Tesla said profit excluding some items rose to $1.05 a share, exceeding the $1.01 average estimate compiled by Bloomberg.

To address the transportation bottlenecks, Tesla is trying to smooth its delivery and logistics processes and move away from its costly end-of-quarter rush of hand-overs to customers.

In April, Musk said Tesla would produce more than 1.5 million vehicles this year. The company has made 929,910 through the first three quarters, meaning it needs to crank out more than 570,000 in the fourth quarter to meet that target. It produced 305,840 vehicles in the final three months of 2021.

Tesla is sticking to its long-held plans to increase vehicle deliveries by 50% on average annually over multiple years. Musk said he expects to be present for the first Semi truck deliveries to PepsiCo in December and that the company is in the “final lap” of work on Cybertruck, which will start production in the middle of next year.

After dangling the prospect of a share buyback during Tesla’s annual meeting in August, Musk said that the board has been debating the idea and “generally thinks that it makes sense.” A repurchase on the order of $5 billion to $10 billion is “certainly possible” even if next year is very difficult, he said.
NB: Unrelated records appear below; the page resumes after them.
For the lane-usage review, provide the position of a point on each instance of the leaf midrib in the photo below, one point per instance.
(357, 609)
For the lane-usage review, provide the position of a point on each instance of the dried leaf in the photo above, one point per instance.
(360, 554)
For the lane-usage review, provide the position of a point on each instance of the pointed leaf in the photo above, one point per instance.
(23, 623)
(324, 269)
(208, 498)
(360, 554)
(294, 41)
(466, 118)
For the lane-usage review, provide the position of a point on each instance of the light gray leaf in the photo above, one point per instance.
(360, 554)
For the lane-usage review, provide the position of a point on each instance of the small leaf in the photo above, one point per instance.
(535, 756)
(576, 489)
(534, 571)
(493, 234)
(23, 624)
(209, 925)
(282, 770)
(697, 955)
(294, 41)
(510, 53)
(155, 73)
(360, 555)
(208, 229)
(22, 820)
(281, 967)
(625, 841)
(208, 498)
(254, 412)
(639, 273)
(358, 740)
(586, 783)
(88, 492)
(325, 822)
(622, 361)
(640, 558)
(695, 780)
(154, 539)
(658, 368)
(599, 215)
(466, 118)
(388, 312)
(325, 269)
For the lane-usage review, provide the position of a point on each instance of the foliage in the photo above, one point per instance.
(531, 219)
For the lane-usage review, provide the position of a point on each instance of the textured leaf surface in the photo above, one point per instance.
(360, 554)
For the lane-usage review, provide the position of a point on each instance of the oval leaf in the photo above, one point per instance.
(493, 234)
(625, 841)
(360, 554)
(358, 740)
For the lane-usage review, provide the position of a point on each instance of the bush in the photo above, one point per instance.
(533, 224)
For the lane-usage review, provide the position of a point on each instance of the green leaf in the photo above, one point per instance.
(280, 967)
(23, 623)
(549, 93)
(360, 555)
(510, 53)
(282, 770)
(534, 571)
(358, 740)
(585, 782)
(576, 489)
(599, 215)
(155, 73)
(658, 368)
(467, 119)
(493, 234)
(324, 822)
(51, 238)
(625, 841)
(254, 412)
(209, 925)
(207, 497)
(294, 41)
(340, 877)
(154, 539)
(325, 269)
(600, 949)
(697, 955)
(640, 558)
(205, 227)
He also speculated that Tesla’s market value, now at $696 billion, could one day exceed the combined capitalization of Apple Inc. and Saudi Aramco, two of the world’s most valuable companies. Together, they are worth more than six times Tesla’s capitalization at around $4.4 trillion.

“This is the first time I’ve seen that potential,” Musk said. “We’ve got the most exciting product portfolio of any company on earth, some of which you’ve heard about, some of which you haven’t.”

(Updates trading in fifth paragraph.)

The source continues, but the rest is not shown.